Le titre VI du livre Ier de la quatrième partie du code du travail est ainsi modifié :

1° Le I de l’article L. 4163‑1 est ainsi modifié :

a) Après le mot : « mentionnés », sont insérés les mots : « au 1°, » ;

b) À la fin, les mots : « au‑delà de certains seuils, appréciés après application des mesures de protection collective et individuelle. » sont remplacés par le signe : « : » ;

c) Sont ajoutés un 1° et un 2° ainsi rédigés :

« 1° Au‑delà de certains seuils pour les facteurs de risques professionnels mentionnés aux b, cd du 2° et au 3° de l’article L. 4161‑1 ;

« 2° Selon une cartographie des métiers et des activités particulièrement exposés aux facteurs de risques professionnels mentionnés au 1° du I de l’article L. 4161‑1 du code du travail, qui s’appuie sur les listes établies, le cas échéant, par les branches professionnelles, en application de l’article L. 4163‑2‑1 du même code. La commission mentionnée à l’article L. 221‑5 du code de la Sécurité sociale établit cette cartographie, notamment pour les secteurs dans lesquels les branches n’ont pas conclu d’accord mentionné au même article L. 4163‑2‑1, en se fondant sur les données disponibles relatives à la sinistralité et aux expositions professionnelles. La commission peut, dans ce cadre, être assistée d’un comité d’experts, dont le fonctionnement et la composition sont définis par décret. »

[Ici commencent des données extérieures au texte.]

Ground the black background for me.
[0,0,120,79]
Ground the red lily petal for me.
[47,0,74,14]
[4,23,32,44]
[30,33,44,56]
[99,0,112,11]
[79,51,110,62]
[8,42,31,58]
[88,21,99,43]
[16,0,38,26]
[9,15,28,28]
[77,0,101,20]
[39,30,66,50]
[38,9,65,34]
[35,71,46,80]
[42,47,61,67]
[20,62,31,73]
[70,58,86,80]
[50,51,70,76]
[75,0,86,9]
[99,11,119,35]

2° Le deuxième alinéa de l’article L. 4163‑5 est ainsi modifié :

a) Les mots : « après application des mesures de protection collective et individuelle » sont supprimés ;

b) Les mots : « au‑delà des seuils d’exposition définis par décret » sont supprimés ;

c) Est ajoutée une phrase ainsi rédigée : « L’exposition aux facteurs de risques pour lesquels un seuil d’exposition est défini par décret s’apprécie après application des mesures de protection collective et individuelle. »

Article 2

I. – La charge pour l’État est compensée à due concurrence par la création d’une taxe additionnelle à l’accise sur les tabacs prévue au chapitre IV du titre Ier du livre III du code des impositions sur les biens et services.

II. – La charge pour les organismes de sécurité sociale est compensée à due concurrence par la majoration de l’accise sur les tabacs prévue au chapitre IV du titre Ier du livre III du code des impositions sur les biens et services.